1. Snel aan de slag
Netwerkinstellingen configureren
In dit onderdeel wordt beschreven hoe de vereiste instellingen dienen te worden geconfigureerd als u
het apparaat op een netwerk wilt gebruiken.
De IP-adresinstellingen configureren
De procedure om de netwerkinstellingen te configureren varieert afhankelijk van of het IP-adres
automatisch door het netwerk (DHCP) wordt toegewezen of dat dit handmatig gebeurt.
• U kunt op de [Escape]-knop drukken om terug te gaan naar het vorige niveau in de menustructuur.
• Als uw netwerkomgeving een bepaalde verzendsnelheid nodig heeft die niet automatisch wordt
gedetecteerd, stel de verzendsnelheid dan in via [Ethernetsnelheid] onder [Netwerkinstellingen].
• Configureer eerst de IP-adresinstelling en installeer vervolgens het stuurprogramma.
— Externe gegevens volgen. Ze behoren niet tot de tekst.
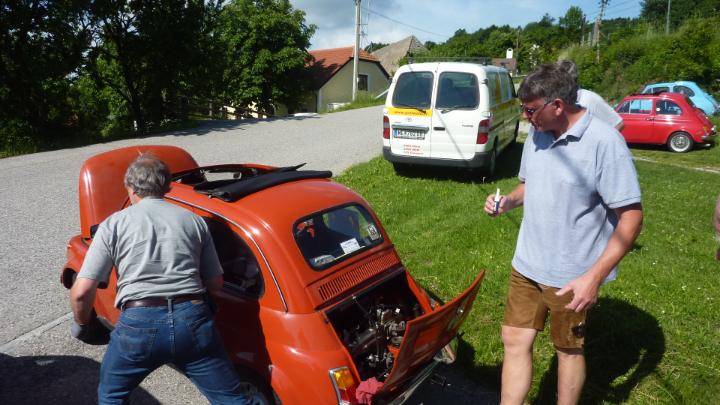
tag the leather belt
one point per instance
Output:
(161, 301)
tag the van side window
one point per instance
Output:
(413, 89)
(624, 107)
(494, 88)
(506, 86)
(457, 90)
(241, 271)
(684, 90)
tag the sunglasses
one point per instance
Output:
(532, 111)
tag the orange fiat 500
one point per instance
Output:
(317, 307)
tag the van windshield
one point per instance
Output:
(457, 90)
(414, 90)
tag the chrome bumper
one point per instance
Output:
(446, 355)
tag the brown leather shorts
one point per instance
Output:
(529, 303)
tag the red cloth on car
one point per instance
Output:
(366, 390)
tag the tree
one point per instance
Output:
(655, 11)
(41, 48)
(144, 50)
(265, 44)
(573, 22)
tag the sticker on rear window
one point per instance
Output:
(350, 245)
(372, 232)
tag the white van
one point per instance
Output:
(449, 114)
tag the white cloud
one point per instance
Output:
(426, 19)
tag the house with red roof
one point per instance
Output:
(332, 74)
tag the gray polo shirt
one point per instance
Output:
(158, 248)
(572, 185)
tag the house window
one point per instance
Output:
(362, 82)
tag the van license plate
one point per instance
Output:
(408, 134)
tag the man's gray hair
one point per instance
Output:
(548, 82)
(148, 176)
(570, 67)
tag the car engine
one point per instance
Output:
(372, 326)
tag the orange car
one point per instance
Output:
(317, 307)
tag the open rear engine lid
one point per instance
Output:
(428, 334)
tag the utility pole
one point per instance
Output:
(596, 29)
(356, 58)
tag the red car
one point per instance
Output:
(665, 119)
(317, 304)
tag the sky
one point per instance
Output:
(388, 21)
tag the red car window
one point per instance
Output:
(331, 236)
(667, 107)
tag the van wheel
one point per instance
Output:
(257, 391)
(400, 168)
(680, 142)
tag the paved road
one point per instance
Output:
(39, 361)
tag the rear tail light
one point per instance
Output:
(344, 385)
(483, 131)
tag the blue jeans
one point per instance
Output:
(146, 338)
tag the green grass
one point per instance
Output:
(364, 99)
(654, 337)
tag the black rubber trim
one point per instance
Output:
(244, 187)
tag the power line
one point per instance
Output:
(613, 7)
(407, 25)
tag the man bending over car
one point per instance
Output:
(165, 261)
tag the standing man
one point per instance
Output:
(582, 213)
(592, 101)
(165, 261)
(717, 227)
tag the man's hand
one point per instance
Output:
(490, 205)
(507, 202)
(92, 333)
(585, 293)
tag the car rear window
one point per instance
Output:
(413, 89)
(457, 90)
(331, 236)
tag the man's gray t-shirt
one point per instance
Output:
(599, 107)
(572, 186)
(158, 248)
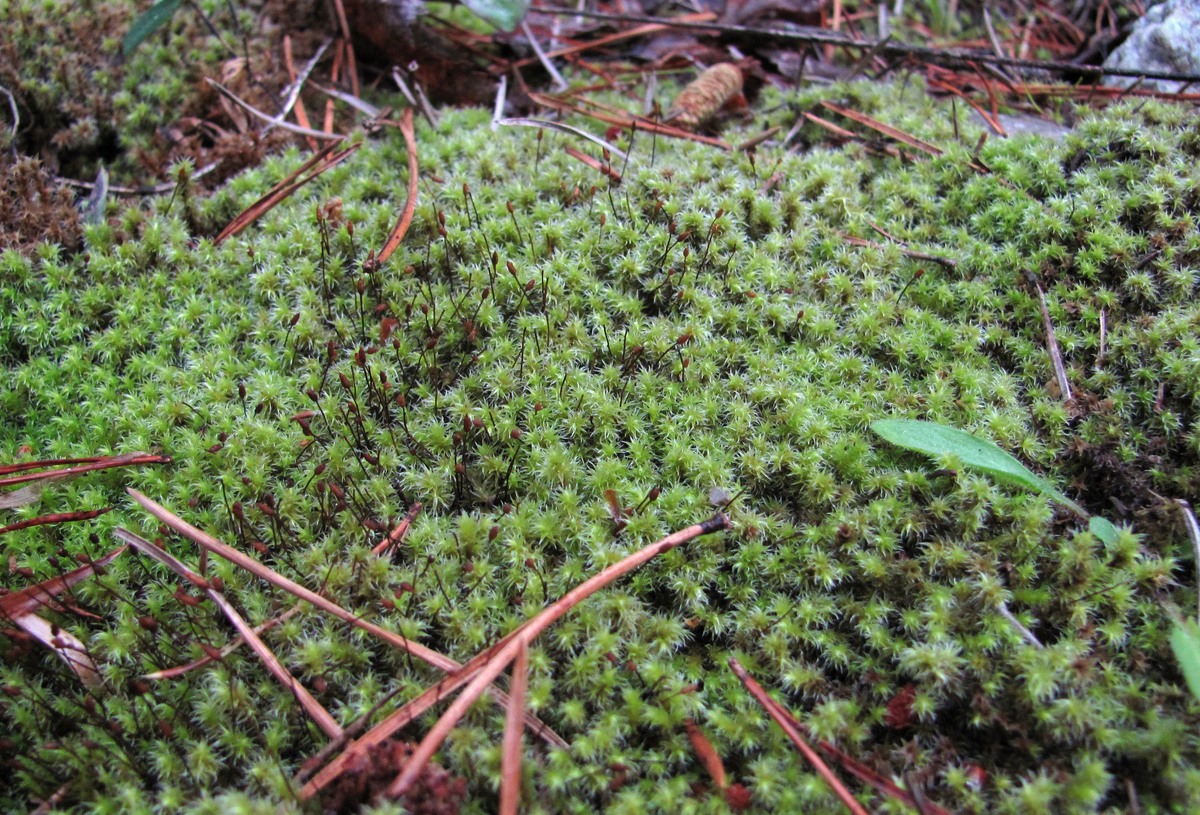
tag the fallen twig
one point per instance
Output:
(54, 517)
(406, 217)
(496, 660)
(851, 765)
(319, 715)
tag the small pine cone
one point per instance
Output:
(705, 95)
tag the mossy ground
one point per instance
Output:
(705, 324)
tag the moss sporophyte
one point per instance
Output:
(561, 370)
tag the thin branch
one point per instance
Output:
(1060, 370)
(273, 121)
(406, 217)
(559, 83)
(321, 717)
(514, 735)
(545, 124)
(250, 564)
(1189, 522)
(811, 35)
(1015, 623)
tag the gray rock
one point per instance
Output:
(1165, 40)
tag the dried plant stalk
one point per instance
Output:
(510, 760)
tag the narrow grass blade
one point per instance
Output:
(1186, 645)
(977, 454)
(150, 21)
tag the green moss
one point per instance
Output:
(730, 337)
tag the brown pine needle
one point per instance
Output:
(237, 642)
(887, 130)
(514, 735)
(785, 720)
(707, 753)
(396, 537)
(31, 598)
(93, 465)
(850, 763)
(19, 607)
(495, 661)
(253, 567)
(54, 517)
(250, 564)
(406, 219)
(321, 717)
(330, 156)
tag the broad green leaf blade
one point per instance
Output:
(148, 23)
(975, 453)
(1186, 645)
(504, 15)
(984, 456)
(1103, 528)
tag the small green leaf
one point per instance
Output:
(1103, 529)
(975, 453)
(1186, 643)
(504, 15)
(148, 23)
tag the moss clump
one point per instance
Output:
(699, 325)
(82, 105)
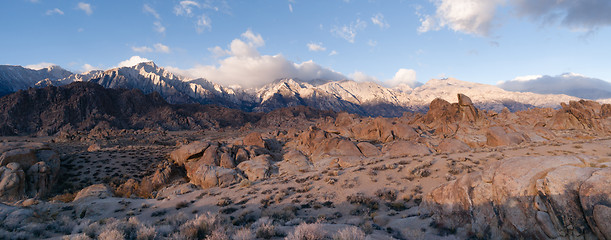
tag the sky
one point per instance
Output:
(254, 42)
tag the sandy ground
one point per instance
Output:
(381, 196)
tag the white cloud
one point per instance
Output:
(479, 17)
(134, 60)
(203, 23)
(148, 9)
(362, 77)
(584, 15)
(54, 11)
(162, 48)
(527, 78)
(86, 7)
(468, 16)
(185, 8)
(254, 39)
(403, 77)
(246, 67)
(159, 27)
(39, 66)
(378, 19)
(87, 67)
(143, 49)
(349, 32)
(158, 47)
(316, 47)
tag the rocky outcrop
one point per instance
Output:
(583, 114)
(450, 145)
(12, 179)
(254, 139)
(497, 136)
(208, 164)
(257, 168)
(404, 149)
(294, 163)
(207, 176)
(27, 170)
(445, 118)
(96, 191)
(527, 197)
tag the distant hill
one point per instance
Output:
(364, 98)
(568, 83)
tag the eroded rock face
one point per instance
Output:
(497, 136)
(405, 148)
(12, 182)
(583, 114)
(527, 197)
(451, 145)
(207, 176)
(256, 168)
(96, 191)
(27, 170)
(254, 139)
(294, 163)
(189, 151)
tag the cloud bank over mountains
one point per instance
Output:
(479, 17)
(242, 64)
(568, 83)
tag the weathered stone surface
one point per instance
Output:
(368, 149)
(12, 182)
(190, 151)
(97, 191)
(451, 145)
(294, 163)
(207, 176)
(34, 169)
(595, 191)
(254, 139)
(582, 114)
(210, 156)
(94, 147)
(226, 160)
(241, 155)
(256, 168)
(404, 149)
(526, 197)
(497, 136)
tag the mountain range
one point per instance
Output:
(364, 98)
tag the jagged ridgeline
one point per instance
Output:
(363, 98)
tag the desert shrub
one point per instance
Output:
(243, 234)
(81, 236)
(218, 234)
(182, 204)
(307, 231)
(363, 200)
(349, 233)
(387, 194)
(264, 228)
(198, 228)
(111, 234)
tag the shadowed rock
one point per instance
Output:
(527, 197)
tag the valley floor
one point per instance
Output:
(380, 196)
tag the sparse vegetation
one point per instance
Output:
(307, 231)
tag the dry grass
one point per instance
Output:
(307, 231)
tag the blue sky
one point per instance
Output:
(252, 42)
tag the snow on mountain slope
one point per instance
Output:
(483, 95)
(15, 78)
(366, 98)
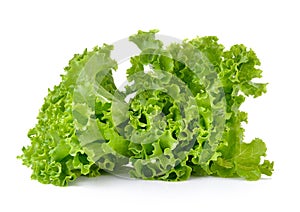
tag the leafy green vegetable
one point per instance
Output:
(179, 118)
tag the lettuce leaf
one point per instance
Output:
(183, 119)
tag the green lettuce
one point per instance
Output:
(183, 120)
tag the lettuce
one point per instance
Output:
(179, 115)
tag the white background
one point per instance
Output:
(37, 38)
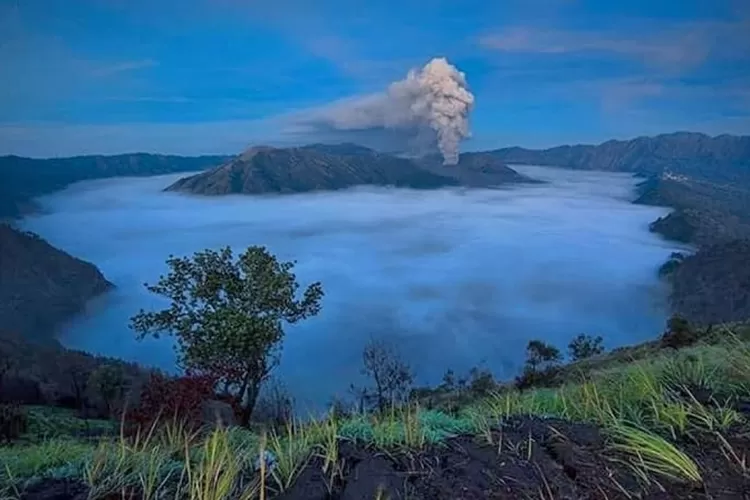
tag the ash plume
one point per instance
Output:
(431, 106)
Zie de
Installatiehandleiding stuurprogramma voor meer informatie over het installeren van het
stuurprogramma.
• Voor meer informatie over het afdrukken van de configuratiepagina, zie Pag. 90 "Menu Lijst/
Proefafdruk".
Automatisch een IPv4-adres laten ophalen
• Alleen met een DHCP-server op het netwerk kan het apparaat automatisch een IPv4-adres
ophalen.
1.
Zet het apparaat aan.
2.
Druk op de [Menu]-knop.
3.
Druk op [ ] of [ ] om [Host-interface] te selecteren. Druk vervolgens op de [OK]-knop.